Personal information
- Date of birth: 9 September 2004 (age 21)
- Place of birth: Accra, Ghana
- Height: 1.85 m (6 ft 1 in)
- Position: Forward

Team information
- Current team: AGF
- Number: 18

Youth career
- Field Masters

Senior career*
- Years: Team / Apps / (Gls)
- Field Masters
- 2024: Hobro / 13 / (3)
- 2024–: AGF / 4 / (0)
- 2025: → Hobro (loan) / 11 / (1)
- 2025–2026: → Esbjerg fB (loan) / 8 / (1)

= Richmond Gyamfi =

Ghanaian footballer (born 2004)

Richmond Gyamfi (born 9 September 2004) is a Ghanaian professional footballer who plays as a forward for Danish Superliga club AGF.

==Career==
===Club career===
Born and raised in Accra, Ghana, Gyamfi started playing for Ghanaian second division club Field Masters SC.

Gyamfi was at one point on trial at Danish club Hobro IK. He was again in the winter of 2024, where Gyamfi ended up signing a contract until the end of 2027 with the Danish 1st Division club.

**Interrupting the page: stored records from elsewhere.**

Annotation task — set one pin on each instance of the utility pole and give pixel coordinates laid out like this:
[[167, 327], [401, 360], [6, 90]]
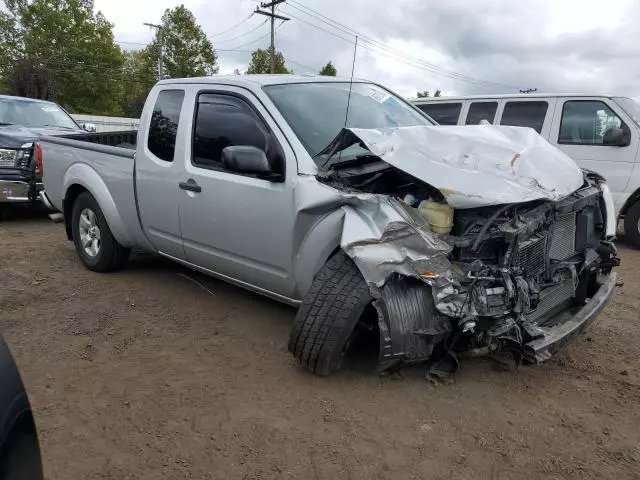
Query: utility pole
[[273, 16], [159, 29]]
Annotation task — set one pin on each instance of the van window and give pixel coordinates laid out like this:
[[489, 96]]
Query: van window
[[164, 124], [443, 113], [479, 111], [584, 122], [525, 114]]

Already on 25 February 2024, Gyamfi made his debut when he was substituted in a 0–2 defeat to FC Fredericia in the league. It ended up being a very good half-season for young Gyamfi, who scored three goals and four assists in 10 league games.

After the season, there was reportedly some interest in Gyamfi. He ended up moving to AGF in July 2024 on a long-term contract until June 2029. According to media reports, Gyamfi was sold for 9 million Danish kroner. Gyamfi made his Danish Superliga debut on 28 July 2024, against F.C. Copenhagen.

With just 34 minutes of playing time in the league and two cup games for AGF in the first six months, Gyamfi was loaned out to his former club Hobro IK on 15 January 2025 for the rest of the season in search of more playing time. He returned to AGF at the end of the spell.

On 7 August 2025, Gyamfi was loaned out to Danish 1st Division side Esbjerg fB until the end of the season.